To describe the clinical course, neuroimaging and prognosis of patients with tumefactive demyelinating lesions.
A rare manifestation, tumefactive demyelinating lesions (TDL) are large (≥ 2 cm) demyelinating lesions that pose diagnostic challenges due to their resemblance to other brain pathologies. Meticulous differentiation from neoplastic processes through clinical and radiological features is essential for timely diagnosis and treatment.
We describe the case series of 32 patients (19F, 13M) with clinicoradiologically or histologically diagnosed TDL. In this chart review, clinical course, investigations, neuroimaging, histologic biopsy preparations, treatment and follow up were evaluated and recorded in a pre-designed proforma.
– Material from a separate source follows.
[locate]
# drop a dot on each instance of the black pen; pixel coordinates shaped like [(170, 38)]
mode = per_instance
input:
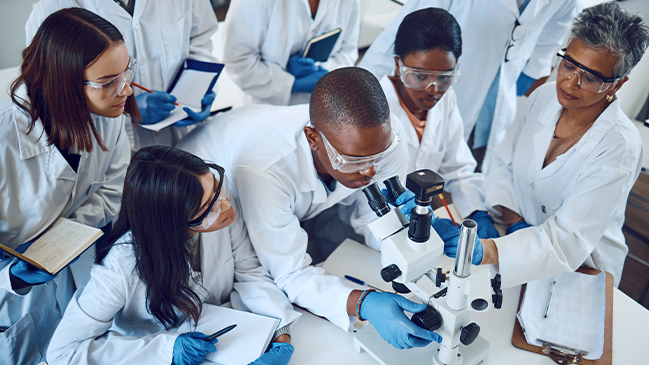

The median age at onset was 29.5 years (range 4-60), with most patients experiencing subacute onset (78.1%) and symptoms lasting from 3 days to 24 weeks (median 5.5 weeks). The clinical features included motor symptoms (84.4%), sensory symptoms (40.6%), headache (31.3%), cognitive symptoms (28.1%), seizures (25%), cortical symptoms (25%), visual disturbances (21.9%), and behavioral symptoms (15%). 12 patients had OCB positivity in CSF, and 2 tested positive for serum MOG. The lesions were predominantly localized in the parietal (87.5%) and frontal lobe (81.3%) with 79.1% showing mass effect, 93.7% edema, and 93.7% various enhancement patterns. Peripheral diffusion restriction was seen in 71% of patients, and MR spectroscopy showed elevated Cho/NAA peaks in all 15 patients tested. After a median follow-up of 18 months (6-148 months), 59.4% presented with relapses with a mean interval between relapses of 11 months (2-84 months). Median EDSS at onset was 4.0 which improved to 1.0 at last follow-up.
Our case series highlights the importance of clinical evaluation and neuroimaging in differentiating TDL from other pathologies. Most patients showed marked improvement with appropriate treatment, although a considerable proportion experienced relapses. Early recognition and tailored management are essential to improving outcomes, with follow-up showing a significant reduction in disability over time.